In the summer of 2021, confronted with energy-driven inflation, some non-G7 central banks, including Brazil’s, began to increase interest rates. By contrast, the Fed resisted any move until March this year. Whether or not this reflected reasonable judgement that the inflationary pressures were transitory, the Fed is simply constrained by the fact that monetary tightening is not compatible with financial stability. In the highly-leveraged international financial system, financial actors need permanently liquid bond markets to support their borrowing. As was acutely demonstrated when British pension funds found themselves on the precipice after the UK’s mini-Budget on 23 September, any absence of liquidity risks disaster. While the Tory government’s fiscal plans might have been considered reckless at any time, Kwasi Kwarteng promised a new borrowing spree when it had been evident for months that there was low liquidity in bond markets. Under these conditions, there is, quite simply, a limit beyond which central banks will not be able to raise interest rates without precipitating a systemic collapse – that limit is in sight.

By cutting rates or returning to QE, central banks will jeopardise their credibility as guardians of price stability. None of the recessionary fears for Western economies, weak demand in China or US sales from its Strategic Petroleum Reserve have killed energy inflation. Even before the formal cuts in production that Opec Plus announced on 5 October (due to take effect from November), the inability of several Opec members to produce to quota was keeping oil prices at a higher level than is acceptable to the Fed. Leaving aside diplomatic support for Moscow, Saudi Arabia is clearly unwilling to allow oil prices to crash to the levels recorded in the second half of 2008 and early 2009 during the last pre-pandemic recession. The Saudis now have a strong interest in maintaining a floor for prices at a higher level than what is compatible with the Fed’s newfound determination to suppress inflation. Unlike after 2008, monetary policy cannot act as a shock-absorber for energy problems by financially incentivising more supply while the consequent energy inflation prevents monetary policy acting as a shock-absorber for the financial markets by incentivising interest rate hikes.
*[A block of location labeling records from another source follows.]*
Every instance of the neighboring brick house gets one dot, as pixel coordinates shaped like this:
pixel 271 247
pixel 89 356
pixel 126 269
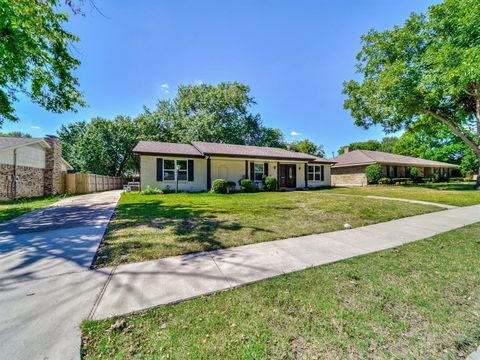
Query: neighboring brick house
pixel 31 167
pixel 349 168
pixel 198 164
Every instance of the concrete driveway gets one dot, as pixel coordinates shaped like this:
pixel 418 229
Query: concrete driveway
pixel 46 287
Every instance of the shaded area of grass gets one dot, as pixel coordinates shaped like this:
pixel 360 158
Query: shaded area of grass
pixel 450 194
pixel 420 300
pixel 154 226
pixel 13 208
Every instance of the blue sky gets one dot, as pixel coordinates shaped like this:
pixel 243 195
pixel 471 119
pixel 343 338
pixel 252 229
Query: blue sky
pixel 293 54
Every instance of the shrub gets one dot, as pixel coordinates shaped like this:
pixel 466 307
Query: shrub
pixel 246 185
pixel 219 186
pixel 384 181
pixel 151 191
pixel 270 183
pixel 373 173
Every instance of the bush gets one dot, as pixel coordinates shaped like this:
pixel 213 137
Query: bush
pixel 151 191
pixel 384 181
pixel 270 183
pixel 246 185
pixel 373 173
pixel 219 186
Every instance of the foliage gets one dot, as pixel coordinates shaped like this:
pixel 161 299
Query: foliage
pixel 373 173
pixel 219 186
pixel 429 67
pixel 246 185
pixel 413 172
pixel 307 147
pixel 386 145
pixel 102 146
pixel 151 191
pixel 36 57
pixel 270 183
pixel 16 134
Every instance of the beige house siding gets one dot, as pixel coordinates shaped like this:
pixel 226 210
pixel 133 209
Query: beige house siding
pixel 349 176
pixel 230 169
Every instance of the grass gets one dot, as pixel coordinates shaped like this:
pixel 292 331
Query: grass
pixel 417 301
pixel 13 208
pixel 450 194
pixel 155 226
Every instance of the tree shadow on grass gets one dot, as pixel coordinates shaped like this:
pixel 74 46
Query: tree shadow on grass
pixel 195 229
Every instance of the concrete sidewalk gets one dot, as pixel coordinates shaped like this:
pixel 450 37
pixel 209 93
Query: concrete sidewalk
pixel 134 287
pixel 46 286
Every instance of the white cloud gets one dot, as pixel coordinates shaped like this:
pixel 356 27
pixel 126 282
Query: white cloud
pixel 165 88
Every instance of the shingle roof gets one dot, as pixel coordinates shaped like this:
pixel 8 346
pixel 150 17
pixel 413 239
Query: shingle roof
pixel 7 142
pixel 249 151
pixel 358 157
pixel 162 148
pixel 200 149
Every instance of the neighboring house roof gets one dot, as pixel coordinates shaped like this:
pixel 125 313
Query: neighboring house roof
pixel 7 142
pixel 202 149
pixel 363 157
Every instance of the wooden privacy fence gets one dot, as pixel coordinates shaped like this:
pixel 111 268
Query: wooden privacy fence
pixel 80 183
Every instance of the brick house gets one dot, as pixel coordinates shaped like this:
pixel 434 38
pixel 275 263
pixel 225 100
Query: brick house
pixel 349 168
pixel 31 167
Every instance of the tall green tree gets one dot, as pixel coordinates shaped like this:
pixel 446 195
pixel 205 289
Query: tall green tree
pixel 307 147
pixel 429 67
pixel 36 57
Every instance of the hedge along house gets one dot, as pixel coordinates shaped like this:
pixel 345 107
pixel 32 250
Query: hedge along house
pixel 349 168
pixel 198 164
pixel 31 167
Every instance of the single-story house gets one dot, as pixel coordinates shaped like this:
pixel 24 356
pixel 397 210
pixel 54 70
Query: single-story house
pixel 349 168
pixel 31 167
pixel 198 164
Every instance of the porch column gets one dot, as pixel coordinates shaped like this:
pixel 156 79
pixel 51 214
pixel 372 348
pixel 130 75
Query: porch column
pixel 209 174
pixel 306 175
pixel 278 175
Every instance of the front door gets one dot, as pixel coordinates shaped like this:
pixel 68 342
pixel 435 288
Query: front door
pixel 288 176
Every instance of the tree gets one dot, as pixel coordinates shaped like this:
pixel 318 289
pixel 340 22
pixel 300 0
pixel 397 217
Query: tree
pixel 386 145
pixel 428 67
pixel 102 146
pixel 307 147
pixel 16 134
pixel 428 140
pixel 35 57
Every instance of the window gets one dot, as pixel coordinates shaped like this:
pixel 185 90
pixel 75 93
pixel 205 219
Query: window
pixel 258 172
pixel 315 173
pixel 170 169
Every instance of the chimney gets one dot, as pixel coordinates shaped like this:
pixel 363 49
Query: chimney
pixel 53 182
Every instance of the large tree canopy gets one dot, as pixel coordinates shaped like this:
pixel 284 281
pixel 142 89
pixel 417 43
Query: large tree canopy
pixel 430 67
pixel 202 112
pixel 35 57
pixel 386 144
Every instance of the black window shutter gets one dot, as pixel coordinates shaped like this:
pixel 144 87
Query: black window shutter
pixel 190 170
pixel 159 169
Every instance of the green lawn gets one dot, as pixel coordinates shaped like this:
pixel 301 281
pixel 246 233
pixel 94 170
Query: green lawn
pixel 417 301
pixel 155 226
pixel 13 208
pixel 451 194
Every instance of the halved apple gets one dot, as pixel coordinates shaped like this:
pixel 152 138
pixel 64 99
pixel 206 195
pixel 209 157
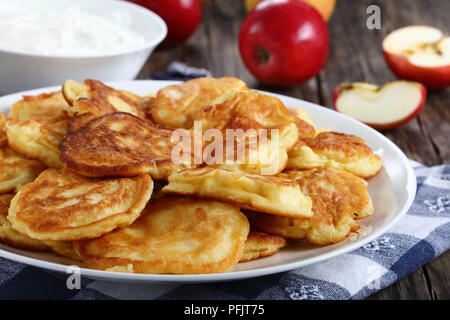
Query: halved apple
pixel 419 53
pixel 385 107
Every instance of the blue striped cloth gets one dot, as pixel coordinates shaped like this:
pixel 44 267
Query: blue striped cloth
pixel 420 236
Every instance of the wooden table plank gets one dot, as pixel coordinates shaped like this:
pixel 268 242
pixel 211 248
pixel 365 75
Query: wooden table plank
pixel 355 55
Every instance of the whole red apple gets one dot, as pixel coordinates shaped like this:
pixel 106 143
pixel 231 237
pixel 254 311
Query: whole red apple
pixel 182 17
pixel 284 42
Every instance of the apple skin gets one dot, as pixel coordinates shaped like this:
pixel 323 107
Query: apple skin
pixel 182 18
pixel 325 7
pixel 284 43
pixel 387 126
pixel 434 78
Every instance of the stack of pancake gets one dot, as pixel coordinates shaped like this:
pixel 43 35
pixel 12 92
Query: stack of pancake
pixel 89 172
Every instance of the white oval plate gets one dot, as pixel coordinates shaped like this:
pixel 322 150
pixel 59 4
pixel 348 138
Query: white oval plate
pixel 392 192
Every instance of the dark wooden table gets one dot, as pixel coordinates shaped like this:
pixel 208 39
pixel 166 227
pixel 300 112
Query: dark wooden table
pixel 355 55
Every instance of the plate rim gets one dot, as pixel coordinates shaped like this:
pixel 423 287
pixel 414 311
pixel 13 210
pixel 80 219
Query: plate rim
pixel 411 187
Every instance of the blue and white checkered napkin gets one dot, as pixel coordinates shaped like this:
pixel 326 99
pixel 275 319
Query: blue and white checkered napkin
pixel 420 236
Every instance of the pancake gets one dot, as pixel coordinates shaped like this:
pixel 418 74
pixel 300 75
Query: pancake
pixel 38 139
pixel 259 245
pixel 3 136
pixel 301 114
pixel 270 194
pixel 61 205
pixel 63 248
pixel 177 105
pixel 120 144
pixel 338 198
pixel 261 157
pixel 174 235
pixel 303 122
pixel 336 150
pixel 10 236
pixel 16 170
pixel 94 97
pixel 76 122
pixel 44 106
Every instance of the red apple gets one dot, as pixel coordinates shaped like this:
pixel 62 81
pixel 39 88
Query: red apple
pixel 182 17
pixel 385 107
pixel 284 42
pixel 419 53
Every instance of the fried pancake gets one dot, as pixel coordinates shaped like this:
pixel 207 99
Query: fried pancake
pixel 63 248
pixel 260 245
pixel 260 158
pixel 15 169
pixel 177 105
pixel 3 136
pixel 61 205
pixel 339 198
pixel 120 144
pixel 302 114
pixel 94 97
pixel 246 110
pixel 303 122
pixel 44 106
pixel 10 236
pixel 270 194
pixel 336 150
pixel 249 114
pixel 175 235
pixel 38 139
pixel 78 121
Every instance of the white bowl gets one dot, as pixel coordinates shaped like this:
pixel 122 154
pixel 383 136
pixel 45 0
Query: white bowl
pixel 22 71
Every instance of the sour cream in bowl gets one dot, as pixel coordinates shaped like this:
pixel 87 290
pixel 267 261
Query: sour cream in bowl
pixel 46 42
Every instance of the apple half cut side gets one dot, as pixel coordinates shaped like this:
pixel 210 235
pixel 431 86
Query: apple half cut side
pixel 419 53
pixel 381 107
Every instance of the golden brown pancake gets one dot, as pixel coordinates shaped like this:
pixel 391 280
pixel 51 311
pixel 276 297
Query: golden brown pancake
pixel 44 106
pixel 78 121
pixel 10 236
pixel 3 137
pixel 94 97
pixel 38 139
pixel 15 169
pixel 177 105
pixel 63 248
pixel 259 245
pixel 336 150
pixel 339 198
pixel 175 235
pixel 303 122
pixel 271 194
pixel 120 144
pixel 302 114
pixel 252 110
pixel 61 205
Even without Putin’s war against Ukraine the underlying predicament – the collision between finance and oil – would exist. But Russia’s territorial conquest has become an extraordinary secondary energy shock: in the middle of a pre-existing energy crisis the entire energy superstructure – who sells what fossil-fuel energy in what form to who and by what transit – is in turmoil. The competition for gas leaves Asian countries that can no longer access the LNG market, such as Pakistan and Bangladesh, without supply; meanwhile the European countries that have paid exorbitant prices for LNG labour under burgeoning trade deficits. Each outcome presents a currency risk at a time when almost all countries’ currencies are weakening against the dollar and when depreciation against the dollar only increases the costs of oil and gas imports.

War always lets loose multiple contingencies, and Russia’s war is no exception. But this war pursued by the state that has hitherto been the world’s most important energy exporter is also pressing hard on pre-existing fault lines. In the energy war, Opec Plus’s plan to cut oil production has been to Russia’s advantage, just when Ukraine has been making military progress. It is hard to find a historical precedent. Where wars have been fought as both battlefield and energy wars, as in the Second World War, energy and military power have worked in tandem. In the Ukrainian theatre they are not doing so. Meanwhile, the international financial system’s vulnerabilities can only be defended by actions that will intensify the inflationary problems caused by the energy war. Since the risks in bond markets are so acute, monetary policy in Western countries will soon be directed at financial stability not oil prices. It will be left to governments to confront energy inflation and energy scarcity in ways for which the last decade and a half has left politicians unprepared.